4. La SARL Lef Hytek a conclu avec la société Etcome HK Ltd, située à Hong Kong, un contrat de franchise et de licence de marques portant sur le droit de distribuer les produits et les services Pirek, l'usage des marques et la transmission des méthodes et du savoir-faire Pirek. Elle a acquitté auprès de sa cocontractante des redevances de 3 800 euros net mensuelles. En l'absence d'installation professionnelle en France de la société Etcome HK Ltd, les redevances versées par la société Lef Hytek à cette société entraient dans le champ d'application du b du I de l'article 182 B du code général des impôts et devaient être soumises à la retenue à la source prévue par ces dispositions, sur le fondement de la loi fiscale.
Sur l'application l'accord fiscal franco-hongkongais :
5. Aux termes de l'article 4 précité entre la France et le Gouvernement de la région administrative spéciale de Hong Kong : " (...) / 1. Au sens du présent Accord, l'expression " résident d'une Partie contractante " désigne toute personne qui, en vertu de la législation en vigueur de cette Partie, est assujettie à l'impôt dans cette Partie, en raison de son domicile, de sa résidence, de son siège de direction ou de tout autre critère de nature analogue et s'applique aussi à cette Partie (...). Toutefois, cette expression ne comprend pas les personnes qui ne sont assujetties à l'impôt dans cette Partie que pour les revenus de sources situées dans cette Partie. (...) ". Aux termes du protocole annexé à l'accord : " Au moment de procéder à la signature de l'Accord entre le Gouvernement de la République française et le Gouvernement de la Région administrative spéciale de Hong Kong de la République populaire de Chine en vue d'éviter les doubles impositions en matière d'impôts sur le revenu et sur la fortune et de prévenir l'évasion et la fraude fiscales, les deux gouvernements sont convenus des dispositions suivantes qui font partie intégrante de l'Accord. /1. Nonobstant les dispositions de l'article 1, un résident d'une Partie contractante ne peut bénéficier des dispositions de l'Accord lorsqu'il exerce ses activités dans une zone franche située dans cette Partie ou bénéficie dans cette Partie d'un régime fiscal extraterritorial (" offshore ").

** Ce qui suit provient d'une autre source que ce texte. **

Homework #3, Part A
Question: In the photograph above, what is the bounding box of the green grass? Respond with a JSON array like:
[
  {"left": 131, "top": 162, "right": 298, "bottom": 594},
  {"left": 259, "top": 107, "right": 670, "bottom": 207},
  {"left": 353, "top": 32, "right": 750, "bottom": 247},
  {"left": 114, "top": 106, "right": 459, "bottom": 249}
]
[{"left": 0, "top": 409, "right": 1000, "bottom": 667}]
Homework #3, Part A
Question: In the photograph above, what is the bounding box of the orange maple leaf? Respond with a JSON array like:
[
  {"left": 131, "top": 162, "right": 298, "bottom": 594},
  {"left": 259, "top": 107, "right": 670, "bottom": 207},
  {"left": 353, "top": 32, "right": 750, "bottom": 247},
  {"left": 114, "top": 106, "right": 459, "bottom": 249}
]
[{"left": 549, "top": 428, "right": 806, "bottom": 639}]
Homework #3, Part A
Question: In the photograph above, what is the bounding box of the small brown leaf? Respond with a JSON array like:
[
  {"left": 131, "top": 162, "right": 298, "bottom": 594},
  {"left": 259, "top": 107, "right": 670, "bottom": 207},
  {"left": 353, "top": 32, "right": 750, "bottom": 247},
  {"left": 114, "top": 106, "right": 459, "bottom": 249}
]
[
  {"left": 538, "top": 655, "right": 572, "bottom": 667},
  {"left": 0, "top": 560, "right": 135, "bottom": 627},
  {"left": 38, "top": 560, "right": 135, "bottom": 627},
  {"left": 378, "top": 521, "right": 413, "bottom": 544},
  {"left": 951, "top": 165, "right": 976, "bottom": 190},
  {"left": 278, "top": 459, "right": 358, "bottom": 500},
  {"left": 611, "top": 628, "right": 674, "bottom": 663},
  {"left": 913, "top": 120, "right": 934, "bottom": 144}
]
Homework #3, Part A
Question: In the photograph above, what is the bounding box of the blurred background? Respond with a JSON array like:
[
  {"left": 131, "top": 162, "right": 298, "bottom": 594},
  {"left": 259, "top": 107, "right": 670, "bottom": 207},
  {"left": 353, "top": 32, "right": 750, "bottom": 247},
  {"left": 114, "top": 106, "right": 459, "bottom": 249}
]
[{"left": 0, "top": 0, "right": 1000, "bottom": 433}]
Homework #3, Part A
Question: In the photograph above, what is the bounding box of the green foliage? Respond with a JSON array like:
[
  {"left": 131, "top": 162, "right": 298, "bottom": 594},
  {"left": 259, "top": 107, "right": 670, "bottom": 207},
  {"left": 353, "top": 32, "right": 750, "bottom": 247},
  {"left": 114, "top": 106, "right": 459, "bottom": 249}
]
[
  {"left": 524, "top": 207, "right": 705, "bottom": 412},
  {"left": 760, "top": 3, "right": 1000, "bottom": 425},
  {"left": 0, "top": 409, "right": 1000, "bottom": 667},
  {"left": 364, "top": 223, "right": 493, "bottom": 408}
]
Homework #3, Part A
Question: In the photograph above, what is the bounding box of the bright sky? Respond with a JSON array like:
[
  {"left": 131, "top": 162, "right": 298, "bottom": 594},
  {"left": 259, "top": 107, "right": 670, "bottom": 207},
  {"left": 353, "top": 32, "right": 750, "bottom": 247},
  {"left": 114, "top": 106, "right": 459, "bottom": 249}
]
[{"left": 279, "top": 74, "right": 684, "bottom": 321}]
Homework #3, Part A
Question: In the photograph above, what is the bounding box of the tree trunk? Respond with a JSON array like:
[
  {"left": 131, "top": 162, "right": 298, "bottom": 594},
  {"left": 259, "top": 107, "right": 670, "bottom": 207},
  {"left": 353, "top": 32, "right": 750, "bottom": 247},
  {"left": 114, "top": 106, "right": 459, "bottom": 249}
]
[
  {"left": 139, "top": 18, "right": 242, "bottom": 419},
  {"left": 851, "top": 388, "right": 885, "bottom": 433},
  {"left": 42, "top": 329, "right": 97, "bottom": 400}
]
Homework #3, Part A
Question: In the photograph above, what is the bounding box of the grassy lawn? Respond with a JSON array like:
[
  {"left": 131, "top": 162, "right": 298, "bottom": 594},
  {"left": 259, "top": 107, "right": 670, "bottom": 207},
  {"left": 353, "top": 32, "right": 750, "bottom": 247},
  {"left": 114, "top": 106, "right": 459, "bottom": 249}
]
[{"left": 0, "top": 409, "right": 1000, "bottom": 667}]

Il est entendu que cela n'interdit pas à un résident d'une Partie contractante de bénéficier des dispositions de l'Accord en raison de l'adoption d'un principe de territorialité restreinte aux revenus qui y trouvent leur source dans le système fiscal de cette Partie (...) 5. En ce qui concerne le paragraphe 1 de l'article 4, dans le cas de la Région administrative spéciale de Hong Kong, l'expression " résident d'une Partie contractante " désigne (...) c) Toute société légalement constituée dans la Région administrative spéciale de Hong Kong ou, si elle est légalement constituée en dehors de la Région administrative spéciale de Hong Kong, normalement dirigée ou contrôlée dans la Région administrative spéciale de Hong Kong (...) La dernière phrase de ce paragraphe n'empêche pas une personne d'être traitée comme un résident d'une Partie contractante en raison de l'existence d'un principe de territorialité restreinte aux revenus qui y trouvent leur source dans le système fiscal de cette Partie ".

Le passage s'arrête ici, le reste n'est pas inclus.